In the first place, only in 2016 was there published a comparative international study about the consumption of pornography (Peter and Valkenburg, 2016). This study demonstrates that the prevalence of the phenomenon (the percentage of adolescents who use pornography) varies greatly from country to country and that only 59% of the investigations used casual samples. Nothing tells whether they allow one to have a global vision and generalize the conclusions of the authors. In fact there are studies in which only 87 subjects responded. The greater part of the scientific literature is produced in Western countries, like the United States, where there are a some companies that do business with this type of negative content for the development of youth.

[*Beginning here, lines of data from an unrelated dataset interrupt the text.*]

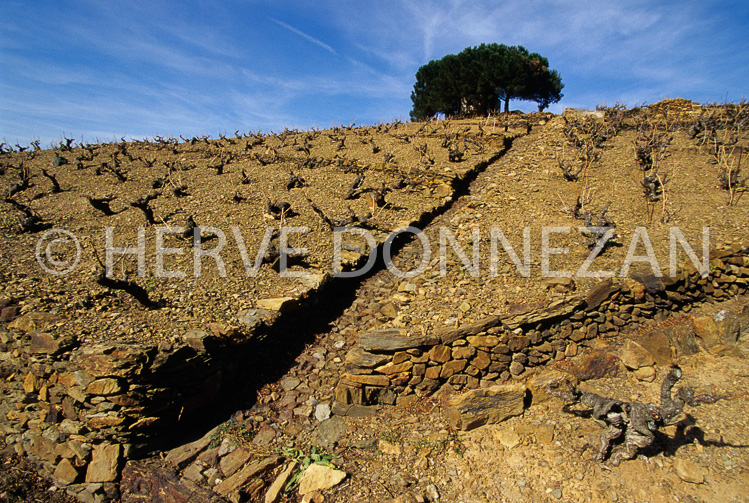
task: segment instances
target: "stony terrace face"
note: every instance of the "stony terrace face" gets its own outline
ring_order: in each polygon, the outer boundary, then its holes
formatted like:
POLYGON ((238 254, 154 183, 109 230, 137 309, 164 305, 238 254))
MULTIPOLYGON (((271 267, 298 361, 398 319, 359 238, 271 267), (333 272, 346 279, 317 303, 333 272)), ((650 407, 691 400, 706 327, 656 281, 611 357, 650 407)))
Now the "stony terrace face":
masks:
MULTIPOLYGON (((646 320, 664 321, 696 302, 746 294, 749 243, 714 250, 710 256, 710 277, 703 278, 692 266, 673 278, 650 274, 636 275, 625 283, 609 279, 585 295, 548 304, 515 304, 507 317, 489 316, 429 335, 409 336, 397 328, 364 332, 346 355, 346 373, 336 388, 336 401, 394 404, 397 399, 429 396, 445 383, 460 390, 508 381, 523 374, 526 367, 577 355, 584 341, 616 337, 646 320)), ((569 289, 574 285, 571 279, 556 283, 569 289)), ((749 331, 749 310, 744 311, 741 321, 735 314, 721 320, 726 326, 723 331, 697 320, 691 330, 681 325, 658 329, 642 345, 665 355, 661 366, 670 363, 672 356, 697 353, 695 336, 708 347, 735 345, 739 333, 746 336, 749 331)))

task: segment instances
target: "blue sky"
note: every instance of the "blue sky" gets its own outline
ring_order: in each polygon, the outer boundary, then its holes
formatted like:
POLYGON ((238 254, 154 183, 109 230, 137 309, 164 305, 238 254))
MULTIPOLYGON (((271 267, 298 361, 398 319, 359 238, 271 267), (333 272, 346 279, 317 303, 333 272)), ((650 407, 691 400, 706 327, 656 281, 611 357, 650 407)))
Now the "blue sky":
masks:
POLYGON ((407 120, 419 66, 482 42, 546 56, 565 84, 553 112, 738 101, 747 26, 746 1, 2 0, 0 139, 407 120))

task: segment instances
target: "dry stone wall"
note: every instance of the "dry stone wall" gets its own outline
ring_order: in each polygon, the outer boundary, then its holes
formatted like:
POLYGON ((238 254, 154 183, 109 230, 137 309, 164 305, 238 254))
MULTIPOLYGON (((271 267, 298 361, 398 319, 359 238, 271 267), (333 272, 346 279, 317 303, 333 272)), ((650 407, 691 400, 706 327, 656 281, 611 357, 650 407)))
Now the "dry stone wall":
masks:
MULTIPOLYGON (((278 316, 252 311, 242 316, 253 328, 278 316)), ((57 337, 65 321, 56 314, 11 304, 0 316, 9 321, 0 331, 4 440, 83 500, 117 499, 126 460, 210 406, 246 342, 238 329, 213 323, 179 343, 87 345, 57 337)))
MULTIPOLYGON (((491 386, 521 376, 528 367, 574 356, 580 345, 596 337, 663 321, 695 302, 746 293, 749 243, 712 250, 707 277, 691 263, 677 271, 674 277, 632 274, 625 281, 607 279, 584 296, 546 305, 512 305, 503 317, 489 316, 429 335, 409 336, 397 328, 362 333, 346 355, 346 373, 335 399, 341 404, 392 404, 431 395, 445 384, 458 390, 491 386)), ((697 319, 689 329, 665 327, 642 343, 659 355, 661 365, 696 353, 697 339, 721 350, 735 344, 740 333, 749 333, 749 313, 742 319, 726 316, 728 321, 697 319)))

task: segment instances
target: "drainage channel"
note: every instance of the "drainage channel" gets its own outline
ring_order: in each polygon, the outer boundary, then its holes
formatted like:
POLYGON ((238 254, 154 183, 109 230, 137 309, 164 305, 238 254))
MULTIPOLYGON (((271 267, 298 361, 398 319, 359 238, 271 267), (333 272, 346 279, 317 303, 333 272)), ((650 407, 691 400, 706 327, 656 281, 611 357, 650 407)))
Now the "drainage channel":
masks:
MULTIPOLYGON (((504 138, 502 148, 486 161, 478 164, 452 184, 453 197, 427 212, 412 223, 412 227, 426 228, 453 205, 470 194, 473 182, 486 169, 501 159, 520 136, 504 138)), ((390 256, 395 257, 404 246, 415 239, 411 233, 398 233, 390 239, 390 256)), ((264 327, 241 347, 217 349, 212 353, 212 365, 220 368, 221 385, 211 403, 200 407, 189 420, 180 421, 179 428, 162 430, 156 436, 135 445, 134 458, 168 450, 202 436, 217 424, 224 423, 237 411, 248 410, 256 404, 258 393, 268 384, 282 379, 297 365, 305 348, 316 342, 357 298, 357 290, 368 279, 386 269, 383 259, 384 243, 378 246, 376 262, 366 274, 356 278, 335 278, 314 295, 300 303, 293 312, 281 314, 270 326, 264 327)), ((201 369, 194 369, 201 372, 201 369)), ((158 383, 157 383, 158 384, 158 383)), ((172 383, 163 383, 169 385, 172 383)))

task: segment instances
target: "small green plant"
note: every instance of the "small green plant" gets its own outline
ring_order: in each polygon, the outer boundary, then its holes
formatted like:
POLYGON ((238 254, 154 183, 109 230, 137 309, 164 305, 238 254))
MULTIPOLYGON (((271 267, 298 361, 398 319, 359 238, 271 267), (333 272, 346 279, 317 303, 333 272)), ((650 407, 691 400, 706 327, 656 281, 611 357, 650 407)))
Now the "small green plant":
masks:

Attempting to respond to the initial question, what do the statistics show? There are only two countries with more than 80% consumption among adolescents: the United States and Sweden. Italy? According to a study from 2006, the percentage was 36%.

A study (Stanley et al., 2016) in five European countries confirmed this: adolescents who regularly consume pornography vary between 19% and 30%, with a greater consumption among males (for example in Italy, 44% of males vs. 5% of females).

The consumption of pornography is growing and is a grave problem for the positive development of young people (Eberstadt, Layden, & Witherspoon Institute, 2010). But it is not a problem that affects the majority of adolescents.

Generating a “social alarm” based on unproved data would not only increase (at times with the objective of selling “programs of prevention”) collective ignorance. It would also make one think that the greater part of humanity makes a mistake regularly at the moment of connecting to theInternet.

One of the consequences could be that an exception could be come to be seen as normal. In a society that has a reduced tolerance for error, this could cause people to think that this type of consumption is not so grave, since the majority is doing it.

My reflection: so much insistence about alarming data of consumption could make us think that the majority of young people are addicted to vice, and could diminish our energies for confronting more important problems. In a word, we would miss the forest for the trees. We could be spending our limited energy on programs (many of them for money and generally not evaluated) that only minimize the effects of serious problems, which beingmore profound are less visible and more difficult to resolve.

In 2016 I published together with colleagues in Colombia and Spain a study on the subject (Rivera, Santos & García, 2016). In the article we showed that the phenomenon had increased (it reaches 39% of Columbian adolescents), and that a consequence of it is the proliferation of dangerous consumption. Nevertheless, after presenting a study of the factors that scientific literature indicates as being associated with this dangerous behavior, we highlighted, based on empirical evidence of a representative sample of more than 9,000 adolescents: (… that the relational lifestyles allow us to explain in part the consumption of pornography: the positive intra-family styles are associated with a reduction in the consumption and the opposite happens with negative intra-family styles. On the other hand, it has been found that the relationship between values and the consumption of pornography is mediated as much by positive intra-family styles as by negative ones.”

The consumption of pornography and other behaviors are a consequence (not exclusive but significant) of scarcities or relational anorexia: the human interactions in the family and in primary groups do not succeed in creating and transmitting relational goods that offer them clear orientations for their decisions. The adolescents of the twenty-first century find themselves alone in making decisions of media content consumption.

To use a metaphor, it is as if instead of feeding their children a healthy diet, the parents gave them one based on fats and sugars. The problem of obesity would be resolved, in part, replacing these foods and alerting the public of their irresponsible decisions. But the best thing would be to motivate and help (concretely) the families to find moments to share well-prepared meals, with artistry and care,that satisfy not only the need for food but spiritual needs as well. Someone who knows by experience what a good steak tastes like does not become enthused over a hamburger and a bag of potato chips. Someone who knows what a good man and a good woman are, because they have seen and felt it in their parents and teachers, does not become enthused before the brutality of pornographic violence.